C’est en ce dimanche de fin de printemps qu’ils se promirent l’un à l’autre fidélité.

      Le mariage fut prononcé en 1954, sous le regard approbateur de tante Arlette et de monsieur le maire. La longue robe blanche mousseline eut un effet éblouissant. La mariée, désormais, madame Crespin, portait un chapeau dont on ne voyait que les fleurs, quant au marié, il portait son plus beau costume. Son couvre-chef noir rendait sa prestance encore plus élégante. Après la célébration eucharistique, le prêtre n’oublia surtout pas de donner à la mariée la fameuse quenouille chargée de rubans. Elle s’empressa de la déposer aux pieds de la vierge Marie, la priant de lui donner en premier un fils. La fête battait son plein, les convives furent nombreux.  Tous les habitants du coron avaient participé à la préparation du repas, saucissons divers, fromages, gâteaux sans oublier les vins. Les guitaristes et le cornemusier s’avancèrent sur l’estrade édifiée, pour cette occasion sur la place principale « Jean Jaurès », par les services techniques de la mairie. Les deux mariés ouvrirent le bal sur un tcha-cha-ta. C’est au moment de la « bourrée auvergnate », qu’ils s’éclipsèrent à pas feutrés vers le logis paternel, seul endroit pour les accueillir. Leur première nuit furent courte.

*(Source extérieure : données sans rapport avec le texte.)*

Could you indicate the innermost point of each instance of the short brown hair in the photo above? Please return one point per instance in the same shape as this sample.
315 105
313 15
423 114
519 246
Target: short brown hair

Le drap nuptial exposé à la fenêtre, preuve irréfutable de la  virginité de Manouska, enorgueillissait tante Arlette.

      Ils quittèrent cette région afin de construire leur nouvelle vie, loin des images noires que la guerre avait dessinées. Leur maison se trouvait dans la rue Parmentier à Moulins dans l'Allier, au cœur du Bourbonnais. La ville possédait, en son centre, une très belle tour horloge d’une trentaine de mètres de haut, datant du Moyen-âge entre 1451 et 1455, classée monument historique en 1929. Les personnages, revêtus d’une feuille de cuivre, sont au nombre de quatre : représentant la famille des : «  Jacquemart », mais ceci restait une légende car « Jacquemart » ce nom ne venait-il pas des grandes tuniques que portaient les ouvriers, ou bien des mannequins en paille qu’utilisèrent les archers comme cible pour leurs essais ? L’on dit qu’au XVème siècle un guetteur surveillait la ville de sa hauteur, en mesurant le temps par le son du glas. Cette ville fut signée également par le passage de Jeanne d'Arc, dont une flèche était restée dans le mur de l'ancienne prison. Silencieuse et endormie, elle était enrichie d’Histoire qui avait vu naître en ses murs Thierry de Clèves, Catherine de Médicis qui contribua au changement du château des Ducs de Bourbons, la reine de France Louise de Lorraine, veuve d’Henri III, la Duchesse de Montmorency en 1634, le Duc de Villars en 1653, le passage de Louis Regemortes en 1750, ingénieur qui apportait tout sa lumière et son efficacité à la construction du pont ainsi que le passage de Richard Bohringer en 1941. Elle possédait des monuments classés, comme sa cathédrale qui s'élevait, majestueuse, et dont sa renommée était mondiale. Elle fut érigée en 1386 par Louis II de Bourbon sous l’acceptation vigilante du pape Clément VII. En 1949, elle fut élevée au rang de Basilique. Un triptyque en faisait sa fierté. La vieille ville l’enveloppait d’un mystère. Le quartier, dans lequel les jeunes mariés habitaient, était éloigné de ce centre touristique. C’était dans une rue très tranquille, sauf que cette dernière était trahie par les passages des trains voyageurs et marchandises.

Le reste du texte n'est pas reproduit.